Abstract

Lupus nephritis (LN) is the most common manifestation of systemic lupus erythematosus (SLE) in children to determine the course and outcome of the disease. Although its prognosis has improved in recent decades, varying degrees of chronic renal impairment, including end-stage renal disease (ESRD), can still develop. Early and adequate treatment in LN protects the kidneys from developing chronic damage. Treatment should be based on the clinical severity of the disease and renal histology. Although there are still many controversies on the best treatment of pediatric LN, corticosteroids (CS) are still the first-line drugs used for induction therapy. Less severe forms of LN do not require specific therapy, apart from the treatment of underlying SLE itself, but focal or diffuse proliferative glomerulonephritis requires more aggressive therapy with different combinations of other immunosuppressive drugs.

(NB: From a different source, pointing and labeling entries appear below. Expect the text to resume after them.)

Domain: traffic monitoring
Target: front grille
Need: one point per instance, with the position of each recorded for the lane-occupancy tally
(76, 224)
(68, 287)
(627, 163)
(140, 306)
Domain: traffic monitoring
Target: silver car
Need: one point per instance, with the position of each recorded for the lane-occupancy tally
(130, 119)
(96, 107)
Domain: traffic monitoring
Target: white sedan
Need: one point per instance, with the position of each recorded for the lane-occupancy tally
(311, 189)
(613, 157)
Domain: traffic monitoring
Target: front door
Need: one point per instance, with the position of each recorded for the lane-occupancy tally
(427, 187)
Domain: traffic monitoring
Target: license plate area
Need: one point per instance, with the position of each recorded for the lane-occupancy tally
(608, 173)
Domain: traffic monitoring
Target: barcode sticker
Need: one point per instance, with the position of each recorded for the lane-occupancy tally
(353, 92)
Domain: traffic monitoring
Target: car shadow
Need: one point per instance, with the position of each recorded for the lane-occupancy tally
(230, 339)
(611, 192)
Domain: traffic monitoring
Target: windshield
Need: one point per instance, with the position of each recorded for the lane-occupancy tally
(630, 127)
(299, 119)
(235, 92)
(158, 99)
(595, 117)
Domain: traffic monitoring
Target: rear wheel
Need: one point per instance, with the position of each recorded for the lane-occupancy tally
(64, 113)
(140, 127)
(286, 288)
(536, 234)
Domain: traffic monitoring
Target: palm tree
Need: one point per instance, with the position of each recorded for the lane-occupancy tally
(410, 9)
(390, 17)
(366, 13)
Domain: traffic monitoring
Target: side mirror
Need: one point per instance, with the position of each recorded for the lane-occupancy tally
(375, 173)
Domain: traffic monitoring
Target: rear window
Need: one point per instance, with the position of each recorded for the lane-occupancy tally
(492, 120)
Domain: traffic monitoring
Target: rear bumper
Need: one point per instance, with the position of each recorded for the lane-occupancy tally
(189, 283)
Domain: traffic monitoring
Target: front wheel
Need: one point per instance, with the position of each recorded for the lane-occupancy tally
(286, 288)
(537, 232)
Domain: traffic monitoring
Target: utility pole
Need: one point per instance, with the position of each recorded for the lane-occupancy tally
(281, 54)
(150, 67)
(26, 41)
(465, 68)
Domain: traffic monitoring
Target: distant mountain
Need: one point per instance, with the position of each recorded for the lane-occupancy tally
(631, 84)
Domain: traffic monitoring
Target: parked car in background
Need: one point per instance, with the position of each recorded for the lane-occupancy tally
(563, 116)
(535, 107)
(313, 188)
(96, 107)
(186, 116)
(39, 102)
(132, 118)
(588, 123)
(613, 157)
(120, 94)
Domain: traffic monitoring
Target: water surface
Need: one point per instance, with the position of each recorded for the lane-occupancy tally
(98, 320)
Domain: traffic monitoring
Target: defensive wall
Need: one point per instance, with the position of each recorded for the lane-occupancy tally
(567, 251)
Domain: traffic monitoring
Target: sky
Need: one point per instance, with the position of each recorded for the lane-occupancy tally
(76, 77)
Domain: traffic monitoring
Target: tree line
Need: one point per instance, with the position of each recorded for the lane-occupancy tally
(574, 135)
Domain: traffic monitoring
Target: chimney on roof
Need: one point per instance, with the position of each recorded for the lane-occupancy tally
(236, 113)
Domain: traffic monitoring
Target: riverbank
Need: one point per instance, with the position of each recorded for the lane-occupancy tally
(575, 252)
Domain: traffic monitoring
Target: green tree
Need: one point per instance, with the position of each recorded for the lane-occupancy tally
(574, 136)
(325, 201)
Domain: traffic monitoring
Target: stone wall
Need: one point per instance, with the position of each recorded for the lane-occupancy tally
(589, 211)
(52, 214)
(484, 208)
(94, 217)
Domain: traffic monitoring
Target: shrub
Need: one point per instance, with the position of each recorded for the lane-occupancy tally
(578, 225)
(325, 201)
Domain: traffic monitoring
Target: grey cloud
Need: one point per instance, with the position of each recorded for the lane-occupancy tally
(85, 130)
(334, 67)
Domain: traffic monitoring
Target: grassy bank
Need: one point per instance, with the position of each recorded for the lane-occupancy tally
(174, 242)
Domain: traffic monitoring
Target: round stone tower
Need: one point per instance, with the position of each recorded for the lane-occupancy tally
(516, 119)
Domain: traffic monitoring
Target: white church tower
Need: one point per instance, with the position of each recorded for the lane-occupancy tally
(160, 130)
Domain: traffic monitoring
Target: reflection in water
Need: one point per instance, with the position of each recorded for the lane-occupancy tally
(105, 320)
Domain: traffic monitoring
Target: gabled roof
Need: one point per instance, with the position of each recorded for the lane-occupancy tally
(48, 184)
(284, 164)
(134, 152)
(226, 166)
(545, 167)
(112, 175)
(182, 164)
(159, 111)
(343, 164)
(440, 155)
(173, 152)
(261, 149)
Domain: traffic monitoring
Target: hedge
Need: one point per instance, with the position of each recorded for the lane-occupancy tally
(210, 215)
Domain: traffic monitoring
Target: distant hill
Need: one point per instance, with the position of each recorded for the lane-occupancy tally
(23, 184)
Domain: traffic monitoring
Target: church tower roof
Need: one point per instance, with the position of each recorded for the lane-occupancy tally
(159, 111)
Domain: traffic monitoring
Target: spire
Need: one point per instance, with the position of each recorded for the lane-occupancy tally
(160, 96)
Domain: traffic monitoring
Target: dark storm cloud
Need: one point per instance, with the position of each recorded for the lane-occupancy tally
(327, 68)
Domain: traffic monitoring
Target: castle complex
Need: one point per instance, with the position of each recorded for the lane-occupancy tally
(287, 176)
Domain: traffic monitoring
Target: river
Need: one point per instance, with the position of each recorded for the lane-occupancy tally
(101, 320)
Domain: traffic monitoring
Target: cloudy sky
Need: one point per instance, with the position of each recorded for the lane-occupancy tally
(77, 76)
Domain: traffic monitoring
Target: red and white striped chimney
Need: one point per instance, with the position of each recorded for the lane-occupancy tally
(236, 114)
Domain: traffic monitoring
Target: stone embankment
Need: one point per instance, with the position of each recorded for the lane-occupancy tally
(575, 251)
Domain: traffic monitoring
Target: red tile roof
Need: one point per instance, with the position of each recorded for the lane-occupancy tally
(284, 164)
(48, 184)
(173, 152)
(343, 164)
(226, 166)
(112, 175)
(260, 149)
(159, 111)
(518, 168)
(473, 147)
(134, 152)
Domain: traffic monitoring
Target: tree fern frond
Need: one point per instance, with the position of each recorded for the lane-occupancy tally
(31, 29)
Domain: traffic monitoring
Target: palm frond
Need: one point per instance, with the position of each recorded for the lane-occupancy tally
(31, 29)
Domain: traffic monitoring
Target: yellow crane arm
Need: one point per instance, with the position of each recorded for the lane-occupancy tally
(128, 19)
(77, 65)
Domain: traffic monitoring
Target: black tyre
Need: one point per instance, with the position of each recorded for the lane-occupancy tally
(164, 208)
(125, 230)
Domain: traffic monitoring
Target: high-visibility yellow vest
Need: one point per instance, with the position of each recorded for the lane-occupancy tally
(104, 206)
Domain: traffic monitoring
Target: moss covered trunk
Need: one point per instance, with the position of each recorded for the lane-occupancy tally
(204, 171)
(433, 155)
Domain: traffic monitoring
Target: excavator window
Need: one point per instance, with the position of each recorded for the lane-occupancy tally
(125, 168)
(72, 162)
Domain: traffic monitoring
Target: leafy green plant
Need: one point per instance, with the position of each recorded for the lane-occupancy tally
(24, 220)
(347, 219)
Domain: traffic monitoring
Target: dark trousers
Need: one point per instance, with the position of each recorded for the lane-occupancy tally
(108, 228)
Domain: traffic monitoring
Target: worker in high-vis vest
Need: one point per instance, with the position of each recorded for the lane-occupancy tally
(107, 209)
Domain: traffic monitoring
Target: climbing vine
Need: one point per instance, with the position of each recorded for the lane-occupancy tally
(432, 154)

Induction pro tocols in most centers mainly included intravenous cyclophosphamide (CYC) pulse therapies with promising initial results, although more recent studies have been less encouraging. Oral mycophenolate mofetil (MMF) was shown to be at least equally effective as CYC for induction and maintenance therapies and has now become more commonly utilized in pediatric patients. There have also been increasing reports about successful B-lymphocyte depletion therapy with rituximab (RTX) in recent years. Mizoribine, azathioprine, cyclosporine A, and hydroxychloroquine are other therapeutic agents that are used in many centers for induction and maintenance therapies. Plasma exchange and stem cell transplantation can be used in very severe and refractory cases of SLE. New treatment approaches are still under investigation.